The next step was a decision to translate the Pentatuch to Hungarian, all Jews to speakthe country’s language. and some liberal rabbis began preaching in Hungarian.1848-49 Jews have become patriotic fighters and soon were announced as equal citizens, including the permission to intermarry.
The liberation was short lived, and after 2 weeks the Russian and Austrian troops punished the jews w heavy taxes but still, the population grew and in 1910 consisted of almost 5% of Hurgary’s total populace. 972.000 jews lived in Hungary, working as bakers and merchants, tailors yet the Neologs tended to embrace the intellectual pursuits, and 48.5% percent of all of physicians were Jews.
The Great Synangogue was built in Dohany utca, and it had the odd combination of Kipa wearing Jews having organ play during Shabbath services.
The Holocaust wiped out the majority of Hungarian Jews, all the ones living in the smaller regions were exterminated, and the largest community in budapest was largely spared till the end, when the Nyilash movement (according to many, worse than the Nazi’s themselves,) exterminated, sent to labor camps and decimated the the Budapest community to a shadow of it’s former size.
Budapest, one of the most beautifu cities in Europe, is still home to a large Jewish community.
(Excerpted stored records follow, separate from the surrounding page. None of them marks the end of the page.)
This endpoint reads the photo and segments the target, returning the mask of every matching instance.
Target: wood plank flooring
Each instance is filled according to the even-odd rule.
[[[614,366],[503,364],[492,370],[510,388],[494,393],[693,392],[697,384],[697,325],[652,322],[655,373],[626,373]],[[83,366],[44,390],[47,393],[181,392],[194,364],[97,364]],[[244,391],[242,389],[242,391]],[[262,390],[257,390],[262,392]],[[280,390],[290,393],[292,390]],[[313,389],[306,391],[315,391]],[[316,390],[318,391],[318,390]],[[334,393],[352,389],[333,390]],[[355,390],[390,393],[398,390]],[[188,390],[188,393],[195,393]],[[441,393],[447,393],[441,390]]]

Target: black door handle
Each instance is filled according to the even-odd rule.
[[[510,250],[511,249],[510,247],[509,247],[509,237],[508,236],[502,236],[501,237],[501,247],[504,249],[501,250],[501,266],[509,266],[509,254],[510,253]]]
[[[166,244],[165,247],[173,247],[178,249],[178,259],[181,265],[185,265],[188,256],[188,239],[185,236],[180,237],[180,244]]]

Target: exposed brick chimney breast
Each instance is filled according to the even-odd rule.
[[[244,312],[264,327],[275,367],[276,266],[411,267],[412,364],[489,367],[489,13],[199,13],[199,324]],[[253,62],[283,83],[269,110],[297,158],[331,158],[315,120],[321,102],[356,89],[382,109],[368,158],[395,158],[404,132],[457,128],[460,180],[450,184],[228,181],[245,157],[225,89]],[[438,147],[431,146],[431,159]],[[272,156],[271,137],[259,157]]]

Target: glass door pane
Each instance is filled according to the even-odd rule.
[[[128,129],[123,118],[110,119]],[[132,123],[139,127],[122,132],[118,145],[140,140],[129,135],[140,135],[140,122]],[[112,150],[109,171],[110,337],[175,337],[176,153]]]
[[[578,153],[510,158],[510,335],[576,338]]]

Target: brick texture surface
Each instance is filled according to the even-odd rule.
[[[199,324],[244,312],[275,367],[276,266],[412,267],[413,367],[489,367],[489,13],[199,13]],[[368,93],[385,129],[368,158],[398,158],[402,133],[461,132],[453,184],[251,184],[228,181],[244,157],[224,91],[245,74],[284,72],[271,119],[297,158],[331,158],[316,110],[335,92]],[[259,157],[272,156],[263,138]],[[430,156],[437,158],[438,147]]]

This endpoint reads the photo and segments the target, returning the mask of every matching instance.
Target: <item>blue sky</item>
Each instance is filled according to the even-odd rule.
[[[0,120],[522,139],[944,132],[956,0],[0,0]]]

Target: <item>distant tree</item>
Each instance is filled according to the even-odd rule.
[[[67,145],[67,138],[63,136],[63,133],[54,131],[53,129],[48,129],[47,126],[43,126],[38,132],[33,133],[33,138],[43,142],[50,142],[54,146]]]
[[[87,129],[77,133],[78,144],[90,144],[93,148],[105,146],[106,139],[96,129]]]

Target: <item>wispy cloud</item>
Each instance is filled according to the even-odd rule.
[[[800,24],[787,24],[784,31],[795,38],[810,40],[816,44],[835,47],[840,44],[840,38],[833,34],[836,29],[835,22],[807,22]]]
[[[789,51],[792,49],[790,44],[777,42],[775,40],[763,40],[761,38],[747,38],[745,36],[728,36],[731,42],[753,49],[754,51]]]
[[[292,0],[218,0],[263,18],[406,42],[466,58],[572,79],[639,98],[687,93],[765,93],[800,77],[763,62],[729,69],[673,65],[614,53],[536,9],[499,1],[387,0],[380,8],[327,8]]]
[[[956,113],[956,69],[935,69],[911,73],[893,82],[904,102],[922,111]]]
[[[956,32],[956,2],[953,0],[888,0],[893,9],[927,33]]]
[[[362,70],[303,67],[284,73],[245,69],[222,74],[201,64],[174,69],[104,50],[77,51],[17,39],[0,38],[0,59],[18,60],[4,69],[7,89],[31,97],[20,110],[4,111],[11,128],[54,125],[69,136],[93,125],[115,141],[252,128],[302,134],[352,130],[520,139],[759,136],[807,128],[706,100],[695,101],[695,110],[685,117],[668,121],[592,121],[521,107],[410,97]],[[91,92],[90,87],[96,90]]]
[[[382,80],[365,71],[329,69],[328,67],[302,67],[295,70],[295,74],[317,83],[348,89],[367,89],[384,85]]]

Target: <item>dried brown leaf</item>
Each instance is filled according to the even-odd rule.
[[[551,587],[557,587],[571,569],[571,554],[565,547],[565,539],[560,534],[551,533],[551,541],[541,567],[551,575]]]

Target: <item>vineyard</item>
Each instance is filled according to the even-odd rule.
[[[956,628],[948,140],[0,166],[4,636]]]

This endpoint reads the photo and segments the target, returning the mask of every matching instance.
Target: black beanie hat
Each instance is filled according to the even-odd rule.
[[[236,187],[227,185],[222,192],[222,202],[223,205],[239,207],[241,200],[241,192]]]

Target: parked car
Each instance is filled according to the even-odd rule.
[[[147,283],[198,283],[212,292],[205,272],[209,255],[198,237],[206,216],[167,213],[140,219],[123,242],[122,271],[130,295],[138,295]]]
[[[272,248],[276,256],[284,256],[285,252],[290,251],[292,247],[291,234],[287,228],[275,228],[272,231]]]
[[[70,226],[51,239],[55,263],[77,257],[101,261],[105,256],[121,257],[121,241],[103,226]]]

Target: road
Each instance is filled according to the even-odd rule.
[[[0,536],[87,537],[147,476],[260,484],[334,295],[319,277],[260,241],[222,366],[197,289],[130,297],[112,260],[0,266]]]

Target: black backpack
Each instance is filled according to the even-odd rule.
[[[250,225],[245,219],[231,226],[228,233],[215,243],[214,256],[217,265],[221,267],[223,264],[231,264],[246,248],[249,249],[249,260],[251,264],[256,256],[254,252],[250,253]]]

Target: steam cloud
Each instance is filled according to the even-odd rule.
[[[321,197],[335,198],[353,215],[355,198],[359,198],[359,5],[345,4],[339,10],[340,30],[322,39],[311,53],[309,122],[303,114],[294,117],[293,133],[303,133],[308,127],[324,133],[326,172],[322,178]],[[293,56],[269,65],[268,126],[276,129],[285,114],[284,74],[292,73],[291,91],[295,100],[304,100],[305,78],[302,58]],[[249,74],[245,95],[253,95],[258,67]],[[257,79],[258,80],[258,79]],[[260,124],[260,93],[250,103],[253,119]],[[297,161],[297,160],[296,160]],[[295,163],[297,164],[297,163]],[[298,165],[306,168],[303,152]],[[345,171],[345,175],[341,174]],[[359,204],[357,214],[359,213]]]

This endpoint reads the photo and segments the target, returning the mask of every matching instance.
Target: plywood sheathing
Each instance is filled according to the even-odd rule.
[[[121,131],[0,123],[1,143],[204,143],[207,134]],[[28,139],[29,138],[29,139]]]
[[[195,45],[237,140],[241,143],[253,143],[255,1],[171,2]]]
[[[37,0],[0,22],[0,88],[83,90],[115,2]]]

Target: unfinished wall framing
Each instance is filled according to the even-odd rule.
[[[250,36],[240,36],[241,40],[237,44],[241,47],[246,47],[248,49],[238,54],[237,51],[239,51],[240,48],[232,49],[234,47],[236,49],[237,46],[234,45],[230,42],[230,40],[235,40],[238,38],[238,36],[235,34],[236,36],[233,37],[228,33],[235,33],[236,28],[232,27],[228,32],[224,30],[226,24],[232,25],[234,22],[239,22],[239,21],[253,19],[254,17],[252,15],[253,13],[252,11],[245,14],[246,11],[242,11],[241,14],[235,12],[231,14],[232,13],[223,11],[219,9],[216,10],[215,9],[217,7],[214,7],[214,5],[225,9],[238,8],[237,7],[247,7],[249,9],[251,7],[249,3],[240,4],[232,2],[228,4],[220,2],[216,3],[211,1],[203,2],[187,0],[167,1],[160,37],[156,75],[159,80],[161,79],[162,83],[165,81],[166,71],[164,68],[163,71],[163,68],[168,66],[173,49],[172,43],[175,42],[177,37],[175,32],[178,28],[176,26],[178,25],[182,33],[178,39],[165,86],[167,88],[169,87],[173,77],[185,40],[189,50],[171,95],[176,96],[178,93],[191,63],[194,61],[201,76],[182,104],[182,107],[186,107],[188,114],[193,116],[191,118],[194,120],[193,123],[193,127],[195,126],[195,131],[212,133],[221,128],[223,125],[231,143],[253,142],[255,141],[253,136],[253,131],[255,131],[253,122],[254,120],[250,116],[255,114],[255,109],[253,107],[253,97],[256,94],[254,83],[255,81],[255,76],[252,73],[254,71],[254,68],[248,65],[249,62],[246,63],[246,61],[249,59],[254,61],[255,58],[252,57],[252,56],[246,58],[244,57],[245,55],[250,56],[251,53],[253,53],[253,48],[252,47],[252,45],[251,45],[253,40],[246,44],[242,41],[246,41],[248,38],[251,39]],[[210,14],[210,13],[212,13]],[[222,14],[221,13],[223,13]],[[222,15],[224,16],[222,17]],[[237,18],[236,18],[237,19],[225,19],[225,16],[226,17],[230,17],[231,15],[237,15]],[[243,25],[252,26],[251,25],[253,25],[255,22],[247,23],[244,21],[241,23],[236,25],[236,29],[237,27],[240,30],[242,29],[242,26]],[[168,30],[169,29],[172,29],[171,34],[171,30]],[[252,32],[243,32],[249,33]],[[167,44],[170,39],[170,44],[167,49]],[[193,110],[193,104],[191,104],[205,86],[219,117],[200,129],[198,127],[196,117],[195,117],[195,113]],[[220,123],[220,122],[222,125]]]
It has the renovated Dohany Temple (the largest in Europe) kindergartens, youth groups and a plethera of Jewish Kosher restaurants.
The Temples are heavily attended and in a recent visit I witnessed hundreds of people, many of them young couples with kids attend Friday services.
The community is flourishing again, and despite outbreaks of anti semitism by the Jobbik party, they fight back with the help of the local Bishop, an opera constructed to raise attention to the ugliness raising it’s head, and the news of the former Jobbik leader, who began observing the Sabbath because he found out of his own Jewish heritage.